Unutmayalım; Deprem bir afet değildir. Deprem, yer kabuğunun doğal hareketidir. Afete dönüşen şey, bizim kötü yapılarımızdır. Yani sonucu biz yaratıyoruz, yine biz engelleyebiliriz.
Yağmur yağdığında şemsiyesi olan ıslanmıyor, değil mi? Deprem de aynı. Dayanıklı bina, bilinçli insan, şemsiye işlevi görür. Böylece riski sıfıra yakın hale getirebiliriz. Deprem geçtikten sonra binasından sağ çıkan insan yaşamına devam eder. Yapmamız gereken tam da budur. Başka yolu yok.”
"İSTANBUL'DA TSUNAMİ KORKUSU YERSİZ"
Prof. Dr. Süleyman Pampal, İstanbul’daki tsunami korkusunun yersiz olduğunu, Marmara Denizi’ndeki fayların büyük tsunamilere yol açmadığını ve olası dalgaların insanlara kaçmak için yeterli zamanı tanıdığını vurguladı. Pampal, şunları kaydetti:
“İstanbul’da tsunami korkusu yersiz. Marmara Denizi'ndeki fay hatları, Japonya’daki gibi büyük tsunamilere yol açabilecek türde değil. Buradaki faylar, doğrultu atımlı faylardır; yani yatay yönde hareket ederler.
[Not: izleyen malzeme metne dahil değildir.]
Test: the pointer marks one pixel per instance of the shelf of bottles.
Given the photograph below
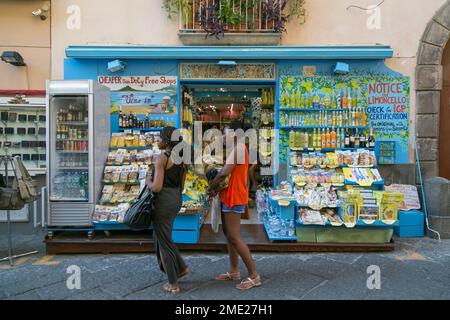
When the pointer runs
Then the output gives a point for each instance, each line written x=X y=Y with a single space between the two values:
x=148 y=122
x=70 y=181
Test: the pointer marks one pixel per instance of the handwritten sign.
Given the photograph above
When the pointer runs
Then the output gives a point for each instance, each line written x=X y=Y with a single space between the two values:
x=142 y=94
x=388 y=112
x=386 y=99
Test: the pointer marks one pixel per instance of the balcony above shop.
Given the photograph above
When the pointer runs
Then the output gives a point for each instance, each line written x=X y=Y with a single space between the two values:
x=232 y=22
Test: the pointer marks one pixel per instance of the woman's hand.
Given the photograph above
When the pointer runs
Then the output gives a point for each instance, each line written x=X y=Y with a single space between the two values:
x=212 y=193
x=149 y=179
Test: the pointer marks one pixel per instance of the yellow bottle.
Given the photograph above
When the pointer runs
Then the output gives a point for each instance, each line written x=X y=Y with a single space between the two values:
x=328 y=138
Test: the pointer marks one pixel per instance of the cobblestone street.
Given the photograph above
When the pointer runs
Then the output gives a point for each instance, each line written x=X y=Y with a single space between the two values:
x=418 y=269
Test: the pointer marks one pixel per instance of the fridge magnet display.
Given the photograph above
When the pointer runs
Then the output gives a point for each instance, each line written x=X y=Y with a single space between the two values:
x=12 y=117
x=4 y=116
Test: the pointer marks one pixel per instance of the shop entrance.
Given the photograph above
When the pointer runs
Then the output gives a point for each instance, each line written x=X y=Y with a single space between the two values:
x=216 y=105
x=444 y=128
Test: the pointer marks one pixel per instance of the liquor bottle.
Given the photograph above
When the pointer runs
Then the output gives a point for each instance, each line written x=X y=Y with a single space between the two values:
x=292 y=139
x=352 y=141
x=305 y=140
x=328 y=139
x=339 y=100
x=356 y=139
x=146 y=121
x=349 y=100
x=323 y=140
x=364 y=117
x=345 y=100
x=120 y=119
x=362 y=140
x=371 y=139
x=333 y=138
x=317 y=142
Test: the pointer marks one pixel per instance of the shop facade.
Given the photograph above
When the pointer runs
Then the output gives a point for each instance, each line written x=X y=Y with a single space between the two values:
x=357 y=70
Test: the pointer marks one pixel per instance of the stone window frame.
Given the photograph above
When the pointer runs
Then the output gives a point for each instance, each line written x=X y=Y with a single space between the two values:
x=429 y=83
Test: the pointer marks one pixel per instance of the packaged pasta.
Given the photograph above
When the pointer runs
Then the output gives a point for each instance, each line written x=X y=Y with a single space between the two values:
x=108 y=173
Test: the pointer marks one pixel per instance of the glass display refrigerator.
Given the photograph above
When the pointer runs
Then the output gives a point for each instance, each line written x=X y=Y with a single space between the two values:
x=78 y=129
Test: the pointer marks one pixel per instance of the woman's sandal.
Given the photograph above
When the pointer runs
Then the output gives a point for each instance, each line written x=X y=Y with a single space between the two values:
x=229 y=277
x=168 y=287
x=249 y=283
x=184 y=273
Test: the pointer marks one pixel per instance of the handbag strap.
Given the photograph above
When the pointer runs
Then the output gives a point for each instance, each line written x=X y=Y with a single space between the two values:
x=17 y=171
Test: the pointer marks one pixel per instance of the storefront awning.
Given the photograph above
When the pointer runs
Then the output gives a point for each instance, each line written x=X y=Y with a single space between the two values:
x=369 y=52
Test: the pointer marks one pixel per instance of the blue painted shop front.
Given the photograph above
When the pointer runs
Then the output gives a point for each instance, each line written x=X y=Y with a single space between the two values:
x=91 y=62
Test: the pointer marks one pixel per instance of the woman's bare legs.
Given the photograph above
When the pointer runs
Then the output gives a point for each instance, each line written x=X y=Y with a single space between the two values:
x=234 y=256
x=231 y=223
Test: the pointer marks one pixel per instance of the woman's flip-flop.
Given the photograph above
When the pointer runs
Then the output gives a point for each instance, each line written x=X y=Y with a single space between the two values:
x=168 y=287
x=249 y=283
x=229 y=277
x=184 y=273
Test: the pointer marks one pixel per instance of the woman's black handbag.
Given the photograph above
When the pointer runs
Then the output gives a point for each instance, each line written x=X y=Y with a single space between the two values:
x=139 y=216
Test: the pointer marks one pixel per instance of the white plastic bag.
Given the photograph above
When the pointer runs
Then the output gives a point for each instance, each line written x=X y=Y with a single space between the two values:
x=216 y=212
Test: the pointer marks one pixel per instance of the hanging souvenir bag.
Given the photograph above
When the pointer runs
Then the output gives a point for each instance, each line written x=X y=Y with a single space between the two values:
x=26 y=185
x=10 y=198
x=139 y=216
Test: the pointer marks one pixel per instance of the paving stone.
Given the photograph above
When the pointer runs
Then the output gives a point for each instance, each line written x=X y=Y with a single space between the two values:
x=427 y=126
x=443 y=16
x=286 y=286
x=428 y=77
x=436 y=34
x=430 y=54
x=428 y=149
x=428 y=102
Oysa büyük tsunamiler, genellikle dalma-batma zonlarında. Örneğin Afrika ile Anadolu plakalarının sınırındaki Girit-Rodos hattında meydana gelir.
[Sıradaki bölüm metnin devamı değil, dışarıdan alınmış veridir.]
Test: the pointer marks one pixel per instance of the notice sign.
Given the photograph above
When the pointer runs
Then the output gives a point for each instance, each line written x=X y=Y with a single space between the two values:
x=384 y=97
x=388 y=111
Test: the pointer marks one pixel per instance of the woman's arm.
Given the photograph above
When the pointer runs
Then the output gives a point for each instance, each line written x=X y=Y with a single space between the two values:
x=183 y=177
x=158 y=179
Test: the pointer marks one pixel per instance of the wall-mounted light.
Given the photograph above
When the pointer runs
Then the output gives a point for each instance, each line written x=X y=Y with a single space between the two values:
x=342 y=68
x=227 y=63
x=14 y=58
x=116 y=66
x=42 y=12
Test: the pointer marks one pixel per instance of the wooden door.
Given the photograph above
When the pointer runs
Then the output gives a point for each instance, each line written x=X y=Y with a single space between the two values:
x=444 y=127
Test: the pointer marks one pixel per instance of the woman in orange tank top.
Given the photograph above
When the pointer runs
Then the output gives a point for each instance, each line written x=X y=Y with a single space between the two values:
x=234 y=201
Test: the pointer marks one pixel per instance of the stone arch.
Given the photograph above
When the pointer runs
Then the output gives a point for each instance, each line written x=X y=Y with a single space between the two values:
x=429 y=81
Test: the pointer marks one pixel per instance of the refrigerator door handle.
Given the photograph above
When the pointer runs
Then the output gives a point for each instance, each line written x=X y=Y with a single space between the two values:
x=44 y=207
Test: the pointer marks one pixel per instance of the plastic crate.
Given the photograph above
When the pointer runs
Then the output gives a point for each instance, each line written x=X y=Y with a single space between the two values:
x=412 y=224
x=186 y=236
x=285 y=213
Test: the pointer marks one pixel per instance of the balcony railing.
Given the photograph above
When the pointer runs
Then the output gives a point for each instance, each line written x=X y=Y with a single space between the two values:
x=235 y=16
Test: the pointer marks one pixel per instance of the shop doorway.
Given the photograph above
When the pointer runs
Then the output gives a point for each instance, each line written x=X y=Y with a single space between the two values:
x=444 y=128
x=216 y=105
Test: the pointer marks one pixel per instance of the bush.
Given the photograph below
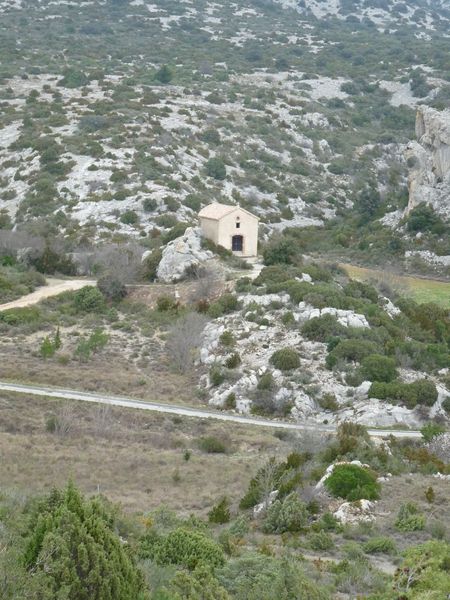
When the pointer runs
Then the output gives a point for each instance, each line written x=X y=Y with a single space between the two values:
x=328 y=402
x=112 y=288
x=288 y=514
x=282 y=251
x=429 y=562
x=321 y=329
x=166 y=303
x=216 y=375
x=409 y=518
x=227 y=303
x=89 y=299
x=164 y=74
x=215 y=167
x=285 y=359
x=321 y=541
x=431 y=430
x=220 y=513
x=377 y=367
x=233 y=361
x=353 y=483
x=151 y=263
x=129 y=217
x=188 y=549
x=383 y=545
x=227 y=339
x=422 y=391
x=212 y=445
x=266 y=382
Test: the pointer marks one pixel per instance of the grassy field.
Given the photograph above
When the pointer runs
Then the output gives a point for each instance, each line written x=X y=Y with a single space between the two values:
x=135 y=459
x=419 y=289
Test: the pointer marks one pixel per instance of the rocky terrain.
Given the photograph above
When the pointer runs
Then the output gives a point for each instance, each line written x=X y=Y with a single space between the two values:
x=429 y=158
x=118 y=138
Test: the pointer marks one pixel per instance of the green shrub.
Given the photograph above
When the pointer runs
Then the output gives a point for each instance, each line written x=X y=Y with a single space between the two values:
x=91 y=345
x=166 y=303
x=164 y=74
x=212 y=445
x=266 y=381
x=328 y=402
x=129 y=217
x=216 y=375
x=409 y=518
x=351 y=350
x=47 y=348
x=89 y=299
x=151 y=263
x=220 y=513
x=188 y=549
x=377 y=367
x=321 y=329
x=285 y=359
x=227 y=339
x=233 y=361
x=282 y=251
x=429 y=562
x=446 y=405
x=382 y=545
x=112 y=288
x=353 y=482
x=288 y=514
x=422 y=391
x=215 y=167
x=431 y=430
x=227 y=303
x=320 y=541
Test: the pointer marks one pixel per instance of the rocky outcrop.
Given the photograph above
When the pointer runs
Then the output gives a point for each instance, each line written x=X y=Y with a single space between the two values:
x=429 y=161
x=182 y=255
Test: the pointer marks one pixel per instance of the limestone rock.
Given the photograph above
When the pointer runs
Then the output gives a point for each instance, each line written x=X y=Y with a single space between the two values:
x=355 y=512
x=429 y=160
x=181 y=255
Marmara Denizi’nde tsunami oluşabilir, ancak bu dalgaların yüksekliği genellikle 1–2 metreyi, en fazla da 5–10 metreyi geçmez. Yani burada bahsettiğimiz şey, Japonya’daki gibi yıkıcı tsunamiler değil; daha çok liman dalgası etkisinde olan sınırlı su taşkınlarıdır.
İstanbul’da olası bir tsunami, zaten bir deprem sonrası oluşacaktır. Bu dalgaların kıyıya ulaşma süresi ise İstanbul için yaklaşık 5–10 dakika, diğer bölgelerde ise 30–40 dakikaya kadar çıkabilir. Bu da insanlara güvenli bir alana ulaşmak için yeterli zaman tanır. Tsunamiden korkmaya gerek yok; birkaç metre yukarı çıkmak çoğu zaman yeterlidir. İstanbul, tsunamiyle yerle bir olacak bir konumda değildir.
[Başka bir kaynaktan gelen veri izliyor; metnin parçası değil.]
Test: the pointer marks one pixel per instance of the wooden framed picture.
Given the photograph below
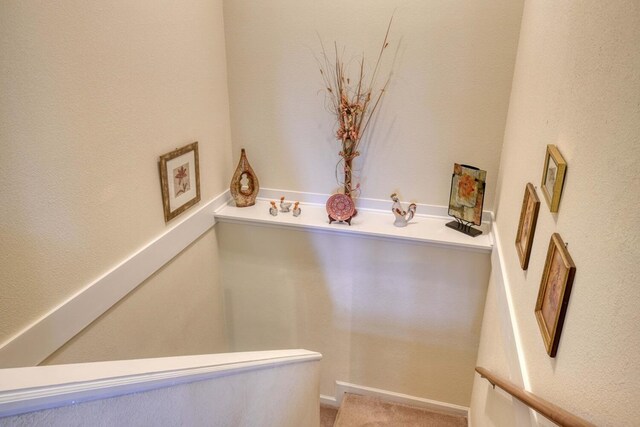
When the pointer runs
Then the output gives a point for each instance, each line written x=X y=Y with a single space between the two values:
x=553 y=296
x=527 y=224
x=179 y=180
x=553 y=177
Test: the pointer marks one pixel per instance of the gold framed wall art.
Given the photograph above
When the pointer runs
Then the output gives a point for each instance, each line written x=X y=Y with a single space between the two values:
x=527 y=224
x=179 y=180
x=553 y=296
x=553 y=177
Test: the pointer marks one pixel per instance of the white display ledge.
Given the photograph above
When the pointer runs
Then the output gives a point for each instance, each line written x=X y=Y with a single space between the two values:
x=427 y=229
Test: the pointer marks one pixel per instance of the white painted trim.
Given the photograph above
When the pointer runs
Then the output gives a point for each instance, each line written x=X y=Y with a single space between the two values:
x=516 y=360
x=369 y=223
x=44 y=336
x=42 y=387
x=362 y=203
x=510 y=332
x=329 y=401
x=390 y=396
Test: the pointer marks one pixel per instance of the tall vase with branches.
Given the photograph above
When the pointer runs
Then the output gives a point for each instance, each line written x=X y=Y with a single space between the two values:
x=353 y=103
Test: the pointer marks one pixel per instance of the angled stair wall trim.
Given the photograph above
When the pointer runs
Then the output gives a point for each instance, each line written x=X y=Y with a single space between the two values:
x=390 y=396
x=30 y=389
x=39 y=340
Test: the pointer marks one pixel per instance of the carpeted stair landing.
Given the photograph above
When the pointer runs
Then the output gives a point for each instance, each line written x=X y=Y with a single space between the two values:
x=361 y=411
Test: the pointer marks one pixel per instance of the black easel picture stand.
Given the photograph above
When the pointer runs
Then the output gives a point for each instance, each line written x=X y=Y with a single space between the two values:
x=464 y=227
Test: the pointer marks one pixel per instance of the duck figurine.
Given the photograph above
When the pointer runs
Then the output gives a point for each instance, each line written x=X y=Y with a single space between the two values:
x=296 y=209
x=284 y=207
x=402 y=217
x=273 y=210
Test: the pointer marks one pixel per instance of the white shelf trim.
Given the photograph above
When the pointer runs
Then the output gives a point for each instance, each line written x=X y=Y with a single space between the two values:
x=425 y=228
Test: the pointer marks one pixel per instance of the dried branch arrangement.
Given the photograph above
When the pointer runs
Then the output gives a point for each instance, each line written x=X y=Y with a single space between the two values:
x=353 y=102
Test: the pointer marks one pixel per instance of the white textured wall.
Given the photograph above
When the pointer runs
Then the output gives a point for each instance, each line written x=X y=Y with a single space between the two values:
x=447 y=101
x=281 y=396
x=577 y=85
x=389 y=315
x=92 y=94
x=164 y=316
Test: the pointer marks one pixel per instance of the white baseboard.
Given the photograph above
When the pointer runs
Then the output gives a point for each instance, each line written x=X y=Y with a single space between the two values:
x=390 y=396
x=39 y=340
x=329 y=401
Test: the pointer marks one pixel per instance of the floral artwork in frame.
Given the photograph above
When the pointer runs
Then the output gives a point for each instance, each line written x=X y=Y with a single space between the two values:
x=527 y=225
x=553 y=177
x=179 y=180
x=553 y=296
x=467 y=193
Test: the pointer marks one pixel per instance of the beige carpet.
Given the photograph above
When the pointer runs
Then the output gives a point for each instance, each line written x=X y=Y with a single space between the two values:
x=361 y=411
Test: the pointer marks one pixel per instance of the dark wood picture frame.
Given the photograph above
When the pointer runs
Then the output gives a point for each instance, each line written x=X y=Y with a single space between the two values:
x=527 y=224
x=555 y=168
x=553 y=296
x=179 y=180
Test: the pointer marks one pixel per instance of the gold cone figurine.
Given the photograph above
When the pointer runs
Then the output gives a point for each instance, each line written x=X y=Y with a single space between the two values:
x=244 y=184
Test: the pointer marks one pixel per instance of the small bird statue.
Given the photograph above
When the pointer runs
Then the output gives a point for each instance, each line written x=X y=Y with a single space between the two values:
x=273 y=210
x=296 y=209
x=284 y=207
x=402 y=217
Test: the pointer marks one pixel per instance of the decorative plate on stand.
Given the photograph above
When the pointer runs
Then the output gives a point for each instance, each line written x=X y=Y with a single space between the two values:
x=340 y=207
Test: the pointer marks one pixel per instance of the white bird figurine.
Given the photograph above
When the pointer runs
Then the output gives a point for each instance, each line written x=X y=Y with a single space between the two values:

Ayrıca söz konusu olan fay hattı, büyük olasılıkla 1894 İstanbul depremini üreten Adalar Fayı'nın bir parçasıdır. Bu bölgede 1963 yılında da 6.4 büyüklüğünde bir deprem meydana gelmiştir. Ancak 1894’ten bu yana çok uzun bir zaman geçmemiş olması nedeniyle, şu anda bu hatta büyük bir deprem beklemiyoruz.”